Of the Father's Love!

There were no exclamation points in my morning. 

It was a biting February day, glaring with sunshine that held no warmth. The night before had been a bad one, and I woke still carrying the sorrow that had ruled the night before. No questions had been answered. No problems had been solved. It was another day of waiting and carrying on. 

On a typical day, I use an alarming amount of exclamation points. I suppose this is because I generally feel pretty excited about things. That morning, though, I was careful to punctuate all written forms of communication without the least sign of an exclamation point. I don’t feel that way this morning and I’m not going to pretend that I do.

Because it was my day to lead the staff devotions at work which meant that I got to pick our hymn. Almost instinctively I turned to one that had been on my mind lately. “I know it’s a Christmas hymn,” I almost apologized.

Soon, strains of “Of the Father’s Love Begotten” issued from the piano and our morning voices croaked out the tune.

Of the Father’s love begotten, ere the worlds began to be,
He is Alpha and Omega, He the source, the ending He,
Of the things that are, that have been,
And that future years shall see, evermore and evermore!
— Prudentius

The normally peppy self was feeling defeated and bowed down today. No encouragement to give. No spring in the step. No exclamation points…

Until I opened a hymnal. Then, whether my heart felt it or not, I sang an exclamation of praise. Every verse ended with an exclamation point. Through a few winding verses, my heart aligned with the words printed on the page. As I went about the day, I did what I had been asked to do with a strengthened heart.

Music is a mystery. We will never quite know how it shapes and shifts our affections. But since Marcus Prudentius penned “Of the Father’s Love Begotten,” since David wrote Psalms of praise, and since the Israelites marched out of Egypt proclaiming their deliverance, God’s people have placed music at the center of their worship. 

Why did God give us music? Why does He command us through the Psalmist “to Sing to the Lord a new Song”? Why on that February morning did He beckon to my heart through a hymn? 

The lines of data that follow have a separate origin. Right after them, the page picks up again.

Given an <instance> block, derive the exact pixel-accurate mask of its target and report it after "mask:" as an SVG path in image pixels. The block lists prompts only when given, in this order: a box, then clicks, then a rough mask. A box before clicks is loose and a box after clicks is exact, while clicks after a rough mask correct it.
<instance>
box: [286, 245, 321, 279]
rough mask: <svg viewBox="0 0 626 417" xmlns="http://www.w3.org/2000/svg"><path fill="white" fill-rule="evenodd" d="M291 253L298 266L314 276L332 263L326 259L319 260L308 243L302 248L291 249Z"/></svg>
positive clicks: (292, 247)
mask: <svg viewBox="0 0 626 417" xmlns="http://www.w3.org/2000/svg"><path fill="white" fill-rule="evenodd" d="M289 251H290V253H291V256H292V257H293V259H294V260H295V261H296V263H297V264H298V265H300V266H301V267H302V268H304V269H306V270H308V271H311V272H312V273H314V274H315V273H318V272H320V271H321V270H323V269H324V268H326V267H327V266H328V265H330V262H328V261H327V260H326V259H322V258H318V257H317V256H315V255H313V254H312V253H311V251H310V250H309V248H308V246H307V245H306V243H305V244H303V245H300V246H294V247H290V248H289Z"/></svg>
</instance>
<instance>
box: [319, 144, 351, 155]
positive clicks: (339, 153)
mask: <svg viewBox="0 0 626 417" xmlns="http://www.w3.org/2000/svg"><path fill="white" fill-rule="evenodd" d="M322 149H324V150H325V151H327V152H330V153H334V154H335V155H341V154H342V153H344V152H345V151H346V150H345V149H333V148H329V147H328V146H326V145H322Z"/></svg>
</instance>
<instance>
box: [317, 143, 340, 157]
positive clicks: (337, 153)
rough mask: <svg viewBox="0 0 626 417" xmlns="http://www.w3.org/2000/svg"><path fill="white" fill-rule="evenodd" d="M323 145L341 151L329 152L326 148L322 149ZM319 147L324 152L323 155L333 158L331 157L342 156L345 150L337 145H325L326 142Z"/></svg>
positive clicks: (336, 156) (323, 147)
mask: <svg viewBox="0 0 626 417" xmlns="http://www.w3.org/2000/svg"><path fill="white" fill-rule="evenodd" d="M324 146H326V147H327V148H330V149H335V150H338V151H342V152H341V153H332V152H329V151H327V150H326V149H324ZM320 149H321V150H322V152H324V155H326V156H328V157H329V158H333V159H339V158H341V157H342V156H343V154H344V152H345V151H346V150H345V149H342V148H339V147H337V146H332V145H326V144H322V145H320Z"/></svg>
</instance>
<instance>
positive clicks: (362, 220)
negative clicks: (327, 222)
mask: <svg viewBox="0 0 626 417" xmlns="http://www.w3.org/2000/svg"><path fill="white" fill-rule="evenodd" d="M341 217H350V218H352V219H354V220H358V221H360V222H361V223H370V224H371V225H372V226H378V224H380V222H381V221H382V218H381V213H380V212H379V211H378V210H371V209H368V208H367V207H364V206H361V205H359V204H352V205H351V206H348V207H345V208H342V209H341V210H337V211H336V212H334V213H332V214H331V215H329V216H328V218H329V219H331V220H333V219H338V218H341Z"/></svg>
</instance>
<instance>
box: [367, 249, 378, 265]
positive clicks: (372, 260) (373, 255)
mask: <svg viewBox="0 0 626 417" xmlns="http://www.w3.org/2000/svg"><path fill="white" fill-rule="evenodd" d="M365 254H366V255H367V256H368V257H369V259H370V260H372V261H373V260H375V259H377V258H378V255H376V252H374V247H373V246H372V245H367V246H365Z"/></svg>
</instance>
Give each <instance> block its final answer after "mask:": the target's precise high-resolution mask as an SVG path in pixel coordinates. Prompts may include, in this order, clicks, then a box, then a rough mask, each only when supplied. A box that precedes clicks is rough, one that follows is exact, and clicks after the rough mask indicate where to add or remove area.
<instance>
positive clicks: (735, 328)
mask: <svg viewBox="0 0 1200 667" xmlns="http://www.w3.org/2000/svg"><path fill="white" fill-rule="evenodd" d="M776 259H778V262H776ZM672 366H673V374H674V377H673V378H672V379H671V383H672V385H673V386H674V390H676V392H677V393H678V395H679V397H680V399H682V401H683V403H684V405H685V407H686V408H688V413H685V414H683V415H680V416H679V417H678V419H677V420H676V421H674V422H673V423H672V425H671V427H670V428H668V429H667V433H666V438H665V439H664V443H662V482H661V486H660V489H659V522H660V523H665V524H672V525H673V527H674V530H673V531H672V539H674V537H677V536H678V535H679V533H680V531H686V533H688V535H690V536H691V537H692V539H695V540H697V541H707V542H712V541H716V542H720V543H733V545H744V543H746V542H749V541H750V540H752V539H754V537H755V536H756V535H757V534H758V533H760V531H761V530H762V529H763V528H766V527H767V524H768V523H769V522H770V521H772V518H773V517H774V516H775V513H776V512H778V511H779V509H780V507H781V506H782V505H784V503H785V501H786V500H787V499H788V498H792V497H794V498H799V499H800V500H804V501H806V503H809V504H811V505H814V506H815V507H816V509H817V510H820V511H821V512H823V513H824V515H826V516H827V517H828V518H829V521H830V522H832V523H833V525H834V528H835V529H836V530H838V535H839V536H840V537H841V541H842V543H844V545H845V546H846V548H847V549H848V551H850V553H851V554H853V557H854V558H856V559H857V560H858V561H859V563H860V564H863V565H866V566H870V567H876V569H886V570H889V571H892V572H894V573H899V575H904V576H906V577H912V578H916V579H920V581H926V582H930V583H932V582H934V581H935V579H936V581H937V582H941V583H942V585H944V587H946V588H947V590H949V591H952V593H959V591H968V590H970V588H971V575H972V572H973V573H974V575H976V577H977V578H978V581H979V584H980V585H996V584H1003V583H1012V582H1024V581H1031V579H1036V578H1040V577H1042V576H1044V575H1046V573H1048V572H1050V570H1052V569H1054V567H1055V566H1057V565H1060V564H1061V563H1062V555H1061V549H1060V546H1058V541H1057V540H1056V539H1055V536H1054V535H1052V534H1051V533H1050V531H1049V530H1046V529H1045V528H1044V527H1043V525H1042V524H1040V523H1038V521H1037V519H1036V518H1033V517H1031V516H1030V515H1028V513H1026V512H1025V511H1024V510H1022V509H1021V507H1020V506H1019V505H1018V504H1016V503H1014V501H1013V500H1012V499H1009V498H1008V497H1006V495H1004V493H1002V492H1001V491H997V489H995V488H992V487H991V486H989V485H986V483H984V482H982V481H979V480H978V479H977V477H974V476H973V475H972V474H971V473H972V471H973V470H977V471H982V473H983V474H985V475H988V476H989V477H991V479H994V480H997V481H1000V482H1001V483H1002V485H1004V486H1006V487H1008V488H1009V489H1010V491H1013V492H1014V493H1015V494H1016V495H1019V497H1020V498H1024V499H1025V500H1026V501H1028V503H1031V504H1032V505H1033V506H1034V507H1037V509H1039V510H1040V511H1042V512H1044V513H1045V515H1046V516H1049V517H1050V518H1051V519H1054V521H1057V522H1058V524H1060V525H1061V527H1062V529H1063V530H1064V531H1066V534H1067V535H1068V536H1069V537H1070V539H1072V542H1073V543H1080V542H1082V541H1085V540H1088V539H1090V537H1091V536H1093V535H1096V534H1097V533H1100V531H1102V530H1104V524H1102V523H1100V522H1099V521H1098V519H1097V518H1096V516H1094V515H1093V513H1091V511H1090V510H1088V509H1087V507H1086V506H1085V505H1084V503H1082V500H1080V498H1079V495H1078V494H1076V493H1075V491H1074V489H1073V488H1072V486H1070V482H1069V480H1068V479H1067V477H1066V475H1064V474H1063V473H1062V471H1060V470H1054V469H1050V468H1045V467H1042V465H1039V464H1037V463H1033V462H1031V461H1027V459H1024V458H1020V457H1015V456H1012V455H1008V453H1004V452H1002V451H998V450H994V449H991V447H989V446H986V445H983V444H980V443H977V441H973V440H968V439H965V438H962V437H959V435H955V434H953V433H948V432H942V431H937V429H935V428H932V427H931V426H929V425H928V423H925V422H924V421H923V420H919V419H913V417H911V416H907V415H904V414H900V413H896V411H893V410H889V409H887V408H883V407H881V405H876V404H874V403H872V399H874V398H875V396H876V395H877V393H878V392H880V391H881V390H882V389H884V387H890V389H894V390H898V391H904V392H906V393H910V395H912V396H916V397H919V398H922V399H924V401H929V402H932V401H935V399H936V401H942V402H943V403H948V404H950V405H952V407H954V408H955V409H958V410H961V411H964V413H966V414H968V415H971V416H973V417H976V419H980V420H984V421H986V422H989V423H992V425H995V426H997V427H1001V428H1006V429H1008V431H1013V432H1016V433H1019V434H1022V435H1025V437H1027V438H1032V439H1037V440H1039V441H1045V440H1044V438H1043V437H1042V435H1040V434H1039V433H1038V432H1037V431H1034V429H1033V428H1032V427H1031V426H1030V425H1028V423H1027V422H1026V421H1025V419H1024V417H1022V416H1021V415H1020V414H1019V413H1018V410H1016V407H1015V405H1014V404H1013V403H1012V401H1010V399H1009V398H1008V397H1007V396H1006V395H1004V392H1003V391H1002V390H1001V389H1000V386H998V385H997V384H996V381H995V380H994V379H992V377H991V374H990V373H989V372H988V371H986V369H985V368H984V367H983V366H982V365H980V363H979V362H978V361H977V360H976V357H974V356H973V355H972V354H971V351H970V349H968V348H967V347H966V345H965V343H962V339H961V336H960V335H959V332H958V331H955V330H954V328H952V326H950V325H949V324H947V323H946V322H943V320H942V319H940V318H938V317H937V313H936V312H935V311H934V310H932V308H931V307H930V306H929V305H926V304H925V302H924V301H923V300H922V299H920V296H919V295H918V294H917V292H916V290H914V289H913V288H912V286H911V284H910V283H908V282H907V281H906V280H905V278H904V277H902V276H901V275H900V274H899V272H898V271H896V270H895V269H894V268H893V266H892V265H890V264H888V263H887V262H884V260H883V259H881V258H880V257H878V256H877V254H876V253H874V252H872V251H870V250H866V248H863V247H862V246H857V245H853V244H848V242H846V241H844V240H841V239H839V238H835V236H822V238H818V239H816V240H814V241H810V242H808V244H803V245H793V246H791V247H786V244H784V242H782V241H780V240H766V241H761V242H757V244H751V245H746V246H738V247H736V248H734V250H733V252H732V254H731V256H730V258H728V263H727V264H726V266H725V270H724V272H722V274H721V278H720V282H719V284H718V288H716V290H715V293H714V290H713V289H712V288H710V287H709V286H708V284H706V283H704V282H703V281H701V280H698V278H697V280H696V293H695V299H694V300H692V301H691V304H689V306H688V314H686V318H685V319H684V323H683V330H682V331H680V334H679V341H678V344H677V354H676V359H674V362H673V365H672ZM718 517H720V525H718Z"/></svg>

Why did He beckon my heart at all?

Because He is a God Who cares about our hearts. Some days when life feels heavy, we are tempted to think God is a taskmaster only concerned with robbing our lives of joy. We think of Him as a God who wrote ten “Thou Shall Not’s” on stone tablets. He is the God that required His people to pay for their sins by slaughtering bulls and goats.

But we are only remembering half the story. He is the one who promised, during the time of an old covenant written on stone, that he would write a new one on their hearts. He sent His own Son as a perfect sacrifice once for all. And that Lamb was his only Son, of the Father’s love begotten.

Such love deserves a constant song of praise. And, thankfully, such Love gives us music for the moments and the mornings when we’ve forgotten to sing along.